Sélection officielle du Festival de Cannes 1990. Prix du Jury.

Sortie le mercredi 5 décembre 1990


 


Après Le Choix - mise en images de la misère africaine face à l’assistance humanitaire et aux solutions locales - et Yaaba - récit d’une amitié entre deux enfants et une vieille femme exclue d’une communauté villageoise -, Idrissa Ouedraogo, avec son dernier film, Tilaï, reprend sous des angles nouveaux la problématique essentielle de ses films précédents, à savoir l’affrontement entre l’Ancien et le Nouveau.


 

Tilaï est donc le dernier volet d’une trilogie. (1)
Sur un sujet banal - l’amour impossible entre deux êtres -, Ouedraogo parle encore des hommes et des femmes de son pays, confrontés aux contradictions internes d’une société où les archaïsmes de la tradition se heurtent aux exigences de la modernité.

Après deux ans d’absence, Saga revient au village. Sa fiancée, Nogma, est devenue la seconde épouse de son père. Les deux amoureux se retrouvent et deviennent amants. Le village les condamne. Le conseil des anciens décide que Saga doit mourir et désigne son frère Kougri pour venger l’honneur du père. Kougri laisse fuir Saga que rejoint Nogma. Loin de la campagne, ils vivent heureux jusqu’au jour où Saga apprend la fin prochaine de sa vieille mère et retourne au village. Là, un autre bras accomplit le geste vengeur.


 

Tilaï est un film sobre et beau où, avec retenue et discrétion, Ouedraogo met en scène la destruction d’une famille.
Comme dans la tragédie antique, l’amour est vaincu par la loi du groupe et justice est faite au fils qui se dresse contre son père et trangresse l’interdit. Dans Tilaï, le drame arrive à pas feutrés dans un espace grandiose et admirablement photographié.

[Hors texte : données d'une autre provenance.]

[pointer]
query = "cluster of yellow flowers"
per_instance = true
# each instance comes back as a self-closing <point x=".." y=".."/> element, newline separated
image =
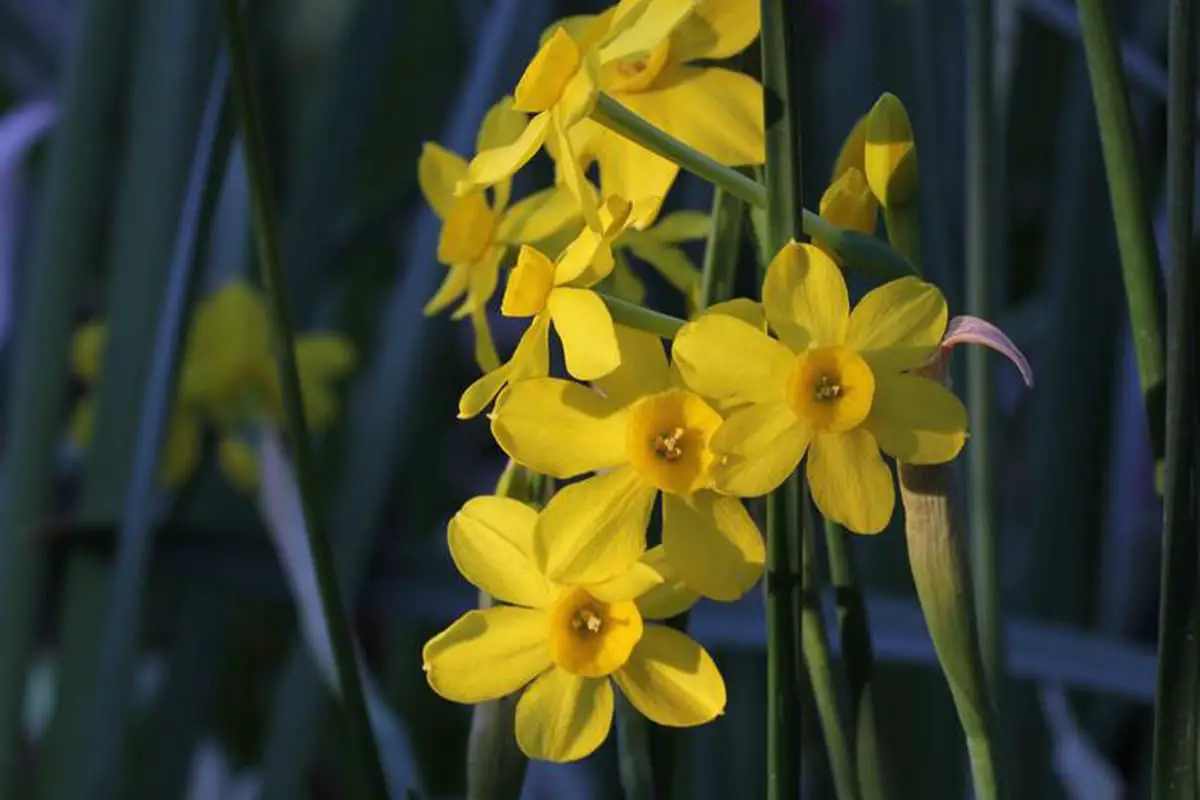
<point x="228" y="383"/>
<point x="727" y="414"/>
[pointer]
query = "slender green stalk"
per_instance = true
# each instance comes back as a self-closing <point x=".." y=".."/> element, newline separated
<point x="114" y="668"/>
<point x="981" y="211"/>
<point x="819" y="661"/>
<point x="723" y="248"/>
<point x="856" y="248"/>
<point x="942" y="582"/>
<point x="1135" y="240"/>
<point x="870" y="758"/>
<point x="630" y="314"/>
<point x="783" y="173"/>
<point x="267" y="239"/>
<point x="940" y="573"/>
<point x="1175" y="773"/>
<point x="70" y="224"/>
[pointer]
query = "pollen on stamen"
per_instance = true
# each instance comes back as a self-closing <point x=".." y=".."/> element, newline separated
<point x="666" y="445"/>
<point x="586" y="620"/>
<point x="827" y="389"/>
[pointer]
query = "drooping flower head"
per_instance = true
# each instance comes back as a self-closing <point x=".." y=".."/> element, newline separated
<point x="835" y="385"/>
<point x="646" y="433"/>
<point x="559" y="294"/>
<point x="477" y="232"/>
<point x="564" y="644"/>
<point x="670" y="83"/>
<point x="559" y="86"/>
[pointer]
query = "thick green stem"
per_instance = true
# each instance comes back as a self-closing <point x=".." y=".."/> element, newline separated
<point x="856" y="248"/>
<point x="1175" y="773"/>
<point x="783" y="173"/>
<point x="268" y="244"/>
<point x="870" y="757"/>
<point x="979" y="247"/>
<point x="630" y="314"/>
<point x="819" y="662"/>
<point x="1135" y="239"/>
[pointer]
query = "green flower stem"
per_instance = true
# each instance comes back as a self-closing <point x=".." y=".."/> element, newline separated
<point x="856" y="248"/>
<point x="723" y="248"/>
<point x="630" y="314"/>
<point x="940" y="573"/>
<point x="981" y="203"/>
<point x="1135" y="239"/>
<point x="943" y="588"/>
<point x="870" y="757"/>
<point x="783" y="173"/>
<point x="819" y="661"/>
<point x="1175" y="773"/>
<point x="267" y="238"/>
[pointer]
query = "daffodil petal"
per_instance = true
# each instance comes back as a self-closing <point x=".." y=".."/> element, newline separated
<point x="717" y="29"/>
<point x="633" y="172"/>
<point x="916" y="420"/>
<point x="493" y="166"/>
<point x="558" y="427"/>
<point x="481" y="392"/>
<point x="713" y="543"/>
<point x="538" y="216"/>
<point x="595" y="529"/>
<point x="906" y="318"/>
<point x="646" y="575"/>
<point x="492" y="545"/>
<point x="438" y="170"/>
<point x="850" y="481"/>
<point x="583" y="323"/>
<point x="643" y="367"/>
<point x="563" y="717"/>
<point x="761" y="445"/>
<point x="715" y="110"/>
<point x="804" y="296"/>
<point x="723" y="358"/>
<point x="672" y="680"/>
<point x="511" y="642"/>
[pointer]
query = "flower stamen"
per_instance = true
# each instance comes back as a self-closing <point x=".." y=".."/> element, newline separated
<point x="827" y="389"/>
<point x="666" y="445"/>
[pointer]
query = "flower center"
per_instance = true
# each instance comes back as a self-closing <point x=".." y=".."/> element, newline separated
<point x="666" y="445"/>
<point x="591" y="637"/>
<point x="667" y="440"/>
<point x="637" y="72"/>
<point x="832" y="388"/>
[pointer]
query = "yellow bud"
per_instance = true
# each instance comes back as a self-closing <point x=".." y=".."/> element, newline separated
<point x="849" y="203"/>
<point x="891" y="154"/>
<point x="547" y="74"/>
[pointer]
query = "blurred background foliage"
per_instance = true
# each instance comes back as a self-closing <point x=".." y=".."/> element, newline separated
<point x="103" y="106"/>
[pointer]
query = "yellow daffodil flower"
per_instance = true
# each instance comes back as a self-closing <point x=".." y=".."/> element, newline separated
<point x="563" y="644"/>
<point x="559" y="86"/>
<point x="477" y="233"/>
<point x="228" y="379"/>
<point x="646" y="433"/>
<point x="558" y="293"/>
<point x="714" y="110"/>
<point x="834" y="385"/>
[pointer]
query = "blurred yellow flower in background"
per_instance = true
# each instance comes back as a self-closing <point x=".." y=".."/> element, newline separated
<point x="227" y="382"/>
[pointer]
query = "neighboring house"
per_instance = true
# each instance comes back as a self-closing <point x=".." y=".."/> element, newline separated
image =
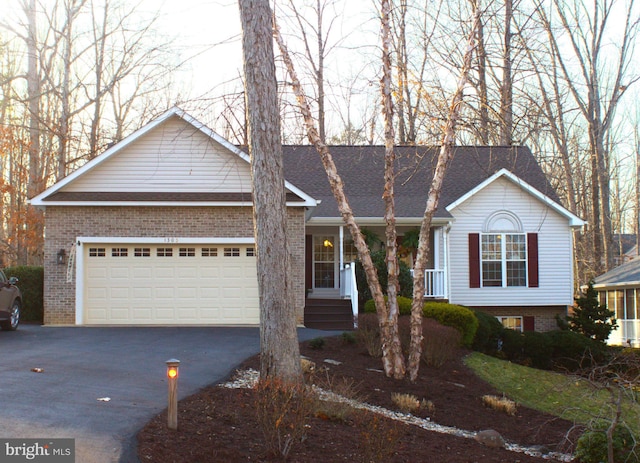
<point x="158" y="230"/>
<point x="619" y="289"/>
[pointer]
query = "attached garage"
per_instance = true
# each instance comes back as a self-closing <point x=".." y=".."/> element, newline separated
<point x="169" y="284"/>
<point x="158" y="230"/>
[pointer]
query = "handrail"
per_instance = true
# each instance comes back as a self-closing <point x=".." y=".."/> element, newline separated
<point x="349" y="288"/>
<point x="434" y="283"/>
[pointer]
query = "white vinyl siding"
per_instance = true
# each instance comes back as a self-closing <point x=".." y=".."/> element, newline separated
<point x="173" y="157"/>
<point x="554" y="248"/>
<point x="169" y="285"/>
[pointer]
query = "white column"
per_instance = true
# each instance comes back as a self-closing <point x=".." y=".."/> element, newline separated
<point x="341" y="258"/>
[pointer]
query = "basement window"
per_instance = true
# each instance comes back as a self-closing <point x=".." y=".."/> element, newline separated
<point x="232" y="252"/>
<point x="97" y="252"/>
<point x="164" y="252"/>
<point x="142" y="252"/>
<point x="187" y="252"/>
<point x="119" y="252"/>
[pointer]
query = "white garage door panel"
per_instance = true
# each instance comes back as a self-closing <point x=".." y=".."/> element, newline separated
<point x="170" y="284"/>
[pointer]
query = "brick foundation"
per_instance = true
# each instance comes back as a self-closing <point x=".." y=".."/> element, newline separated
<point x="544" y="316"/>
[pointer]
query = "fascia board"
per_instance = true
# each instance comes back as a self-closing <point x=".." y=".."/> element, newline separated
<point x="161" y="203"/>
<point x="368" y="221"/>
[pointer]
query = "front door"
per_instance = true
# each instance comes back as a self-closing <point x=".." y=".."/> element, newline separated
<point x="325" y="262"/>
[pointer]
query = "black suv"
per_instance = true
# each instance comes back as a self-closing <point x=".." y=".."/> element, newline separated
<point x="10" y="303"/>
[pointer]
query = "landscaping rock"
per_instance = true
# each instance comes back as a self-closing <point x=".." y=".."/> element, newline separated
<point x="490" y="438"/>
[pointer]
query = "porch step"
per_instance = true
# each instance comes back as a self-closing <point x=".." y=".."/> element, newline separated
<point x="328" y="314"/>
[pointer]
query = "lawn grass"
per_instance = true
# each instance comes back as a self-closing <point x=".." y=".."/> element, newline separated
<point x="565" y="396"/>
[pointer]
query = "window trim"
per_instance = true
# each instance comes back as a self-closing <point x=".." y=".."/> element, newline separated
<point x="503" y="259"/>
<point x="519" y="317"/>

Les acteurs principaux, dont beaucoup ont déjà tourné avec Ouedraogo, jouent avec brio. L’osmose entre eux et les habitants des villages de Koumbri et de Komsilga - acteurs secondaires et figurants - est réussie.


 

Outre son aspect universel, le film demeure une réflexion sur le sociétés lignagères de l’Afrique. Sur le lignage s’appuie un ordre économique et social qui ne supporte aucune remise en cause. Qu’un enfant du pays l’oublie est intolérable. La crainte de la déstabilisation renforce les rapports de domination au sein du village. Ainsi a-t-on pu parler de "totalitarisme sans État".

À la différence de Yaaba ou du Choix, Tilaï n’est pas un film d’espoir ni une fable mais un constat pessimiste. L’immobilisme engendre la mort des forces vives.

Anne Kieffer
Jeune Cinéma n° 205, janvier-février 1991

1. Yam Daabo (Le Choix, 1986) ; Yaaba (Grand-Mère, 1989) ; Tilaï (La Loi, 1990).

Tilaï. (La Loi Réal, sc : Idrissa Ouedraogo ; ph : Jean Monsigny et Pierre Laurent-Chénieux ; mont : Luc Barnier ; mu : Abdullah Ibrahim. Int : Rasmane Ouedraogo, Ina Cissé, Assane Ouedraogo, Roukietou Barry (Burkina Faso, 1990, 81 mn).